The severe acute respiratory syndrome coronavirus 2 (SARS-CoV-2) responsible for the COVID19 pandemic is a continuing threat to global health and prosperity. There is an urgent need to develop innovative vaccine technologies and diagnostic tests to combat the virus. Antigenic proteins encoded by SARS-CoV-2 can be expressed as recombinant proteins in heterologous expression systems. These recombinant antigenic proteins can be used to develop vaccines and diagnostic kits to identify people with antibodies against the virus. To combat the global pandemic, a low cost, high yield and scalable expression system is required to ensure that the SARS-CoV-2 recombinant proteins can be made in large amounts across the world. This affordability issue is particularly important in developing countries. Plant based expression systems provide the ideal vehicle for expressing SARS-CoV-2 recombinant proteins. This project will use a leaf-based expression system that enables extraordinarily high yields of SARS-CoV-2 recombinant proteins to be made with a low carbon footprint. This project will identify SARS-CoV-2 antigens that are suitable for development of a plant-based vaccine.

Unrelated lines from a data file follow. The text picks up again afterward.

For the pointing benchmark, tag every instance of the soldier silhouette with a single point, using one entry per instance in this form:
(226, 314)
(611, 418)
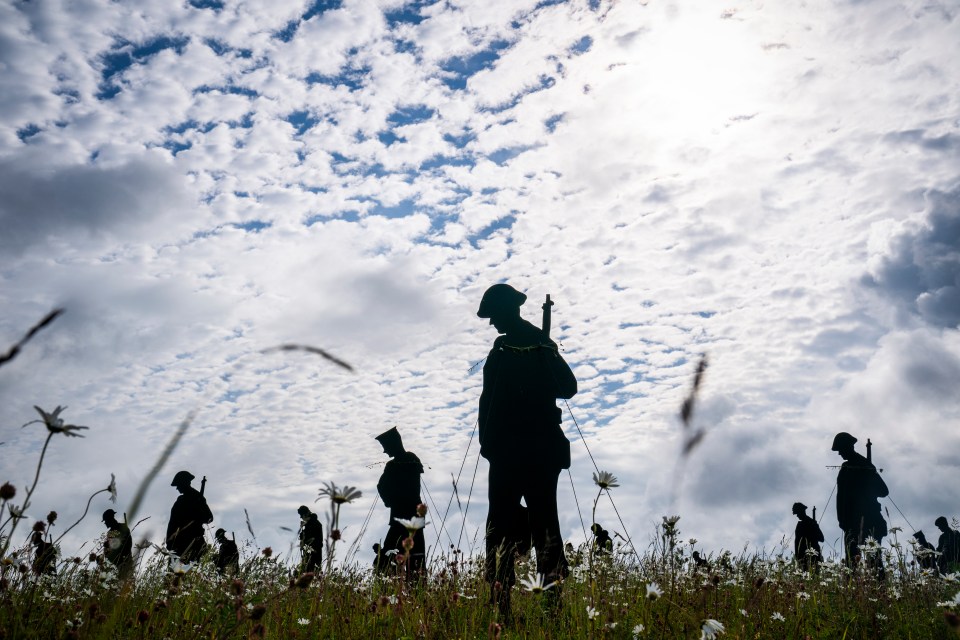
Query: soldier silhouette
(521, 437)
(806, 539)
(228, 556)
(44, 555)
(858, 511)
(925, 553)
(399, 488)
(949, 547)
(311, 540)
(118, 546)
(187, 518)
(602, 542)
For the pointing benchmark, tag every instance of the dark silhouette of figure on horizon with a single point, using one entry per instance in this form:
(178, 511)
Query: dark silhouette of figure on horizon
(118, 545)
(44, 555)
(399, 488)
(806, 539)
(602, 542)
(858, 510)
(187, 518)
(228, 556)
(311, 540)
(521, 437)
(926, 553)
(382, 561)
(949, 547)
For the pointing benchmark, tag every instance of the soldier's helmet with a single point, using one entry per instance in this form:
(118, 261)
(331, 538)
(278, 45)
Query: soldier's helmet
(499, 297)
(843, 440)
(182, 477)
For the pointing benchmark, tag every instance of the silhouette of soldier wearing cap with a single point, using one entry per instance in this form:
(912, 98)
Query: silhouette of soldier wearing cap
(227, 559)
(311, 539)
(187, 518)
(399, 488)
(949, 546)
(858, 511)
(521, 437)
(602, 542)
(806, 539)
(118, 546)
(925, 554)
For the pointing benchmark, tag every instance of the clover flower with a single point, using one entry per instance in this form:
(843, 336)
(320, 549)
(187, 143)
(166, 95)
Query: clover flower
(55, 424)
(534, 583)
(605, 480)
(338, 495)
(711, 629)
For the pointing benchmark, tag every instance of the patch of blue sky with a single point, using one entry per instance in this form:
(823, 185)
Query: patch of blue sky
(502, 156)
(253, 226)
(352, 78)
(227, 89)
(400, 210)
(28, 132)
(302, 121)
(447, 161)
(124, 54)
(462, 67)
(316, 8)
(409, 13)
(581, 46)
(460, 141)
(215, 5)
(221, 48)
(544, 82)
(552, 122)
(410, 115)
(501, 224)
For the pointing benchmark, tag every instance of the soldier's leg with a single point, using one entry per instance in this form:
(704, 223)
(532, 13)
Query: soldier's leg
(541, 498)
(505, 487)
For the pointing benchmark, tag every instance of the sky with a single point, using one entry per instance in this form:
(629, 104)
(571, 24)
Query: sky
(774, 185)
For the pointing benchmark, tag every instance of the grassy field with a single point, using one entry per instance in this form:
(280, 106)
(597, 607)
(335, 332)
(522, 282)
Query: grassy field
(658, 594)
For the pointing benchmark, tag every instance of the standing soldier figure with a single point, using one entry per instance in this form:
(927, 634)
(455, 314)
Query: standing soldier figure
(311, 539)
(228, 556)
(521, 437)
(399, 488)
(187, 517)
(118, 547)
(858, 511)
(949, 547)
(806, 539)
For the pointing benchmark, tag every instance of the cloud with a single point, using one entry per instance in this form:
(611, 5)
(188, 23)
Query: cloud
(921, 273)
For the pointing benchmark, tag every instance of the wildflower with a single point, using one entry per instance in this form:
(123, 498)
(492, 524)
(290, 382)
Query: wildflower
(54, 422)
(338, 495)
(534, 583)
(413, 524)
(654, 591)
(605, 480)
(711, 629)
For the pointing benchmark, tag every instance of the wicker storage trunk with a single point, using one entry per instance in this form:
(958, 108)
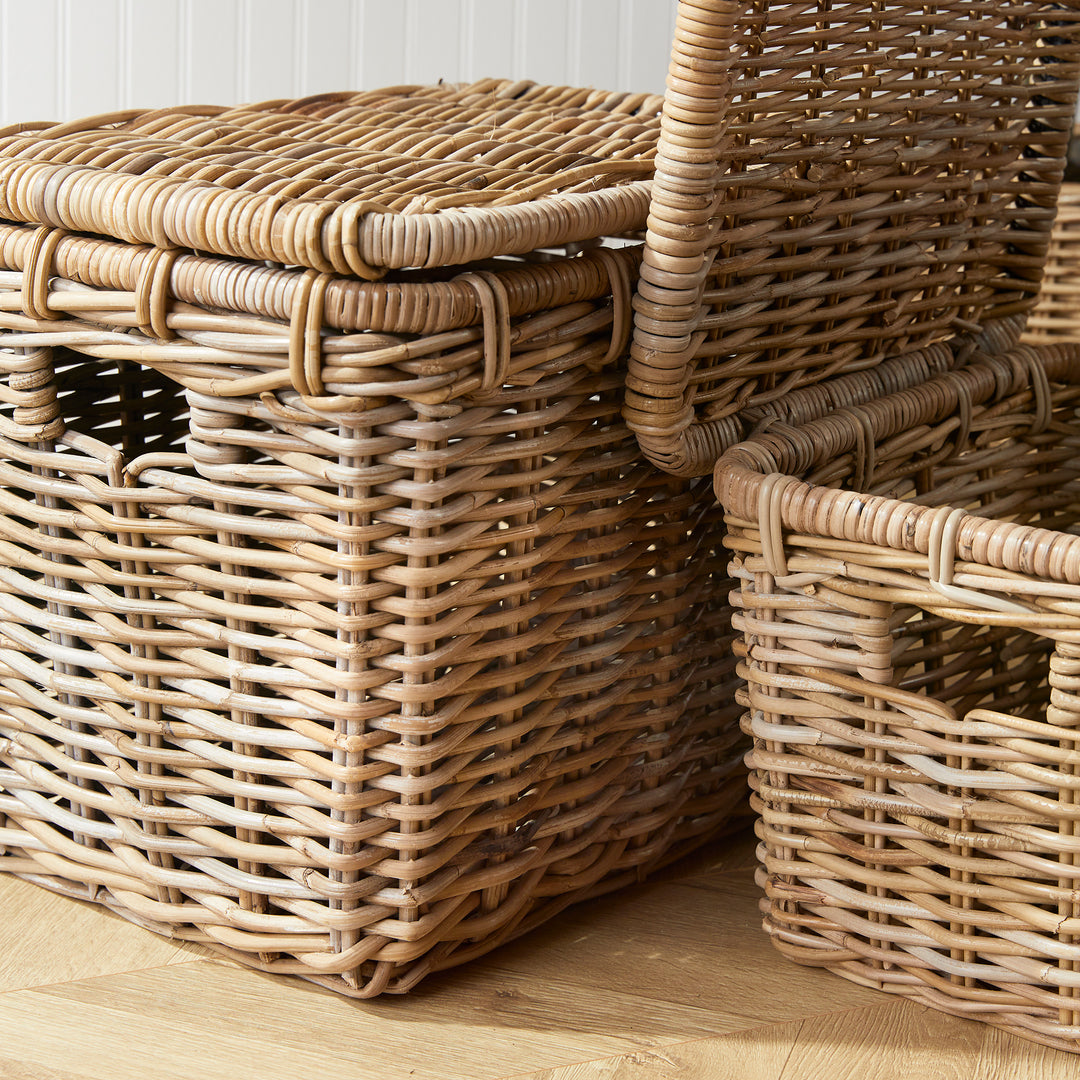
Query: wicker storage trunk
(352, 686)
(909, 612)
(343, 626)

Antigens, derived from in silico screening of the SARS-CoV-2 genome, will be incorporated and displayed on virus like particles (VLPs). These VLPs are formed by self-assembly of hundreds of copies of the single viral protein. In effect VLPs are the outer coating of the virus without the infectious nucleic acid. Each VLP will display multiple SARS-CoV-2 antigens, enhancing their potential to be highly immunogenic. Expression in leaf chloroplasts enables extraordinarily high yields of recombinant proteins. The protein sequences for SARS-CoV-2 VLPs will be back translated into DNA using a chloroplast codon usage table in silico. The resulting synthesized genes will be inserted into a transformation vector and transformed into chloroplasts. Chloroplast transformants expressing SARS-CoV-2 VLPs will be characterised by PCR and protein blot analyses. These techniques are used to confirm targeted transgene integration and concentration of SARS-CoV-2 VLPs. The SARS-CoV-2 VLPs expressed in leaves will be purified and their structures examined by electron microscopy. Purified SARS-CoV-2 VLPs will then be tested using antibodies and anti-sera to determine correct folding and incorporation of the antigens. The project combines expertise in plant expression systems (Day), vaccine development (Derrick) and visualisation of virus-like particles (Roseman).